Have you thought about contacting Post Adoption support?
That behaviour needs help before she goes to secondary.
Maybe an adoption-aware play? therapist could help?

121Sarah121 · 05/12/2021 15:33

Is it linked to transitional objects? Taking something to remember you and sibling by? Or making sure needs are met? Or sensory seeking? When my birth daughter was younger (preschool age) she used to take small toys from home (things that fit in a pocket) and leave them at friends and family homes. There would be something there to remember her by: it was never a conscious thought but it quickly led to relatives greeting her with “I’ve kept this safe for you. I notice you left it last time”. Could it be similar? I’ll take this object so I have a bit of you with me. I have loads of transitional objects with me. Could it be related to that?

What about getting needs met? Something innate. What are routines like around food? Does she not have access to food when she is hungry? No judgement but I wonder if she is reverting back to getting needs met.

I think stealing is more complex than morally right or wrong.
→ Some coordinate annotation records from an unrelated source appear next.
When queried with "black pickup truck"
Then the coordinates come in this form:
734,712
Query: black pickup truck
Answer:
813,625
There could be a lot of shame attached to it especially if the child doesn’t know (or understand why) they do it. Are you able to wonder with her?

We’ve not had issues with stealing.

I think you need to be regulated to address it because it seems complex depending on the object and the motivation whether your daughter knows this or not. She may or may not be able to verbalise it and she may need you to think aloud to help her understand.

I’m really glad you posted it. I’m interested to hear others thoughts.

Therapeutic70 · 05/12/2021 15:33

Have you looked at the A-Z of therapeutic parenting section on stealing? It might help.

121Sarah121 · 05/12/2021 15:38

@Cheesecakeandwine

She can never explain why. Just shrugs her shoulders and pretends to cry. Last year she spent several days going into other children’s lunches and taking random bites out of their food. The awful thing is when I heard parents discussing the ‘lunch box thief’ on the playground I instantly knew it was her. It was I who spoke with the teacher which enabled them to find her in the act. I still felt sick when what I already suspected was confirmed. I just don’t know how to help.
I posted before reading the reply. That sounds so hard to deal with. I wonder if there is something going on for her that you knew it would be her. What made you think it was your child? Just curious.

I completely get the feeling of helplessness. Do you have someone who you can chat to about this without judgement? It might help you understand what is going on. Post adoption support sound like a good shout.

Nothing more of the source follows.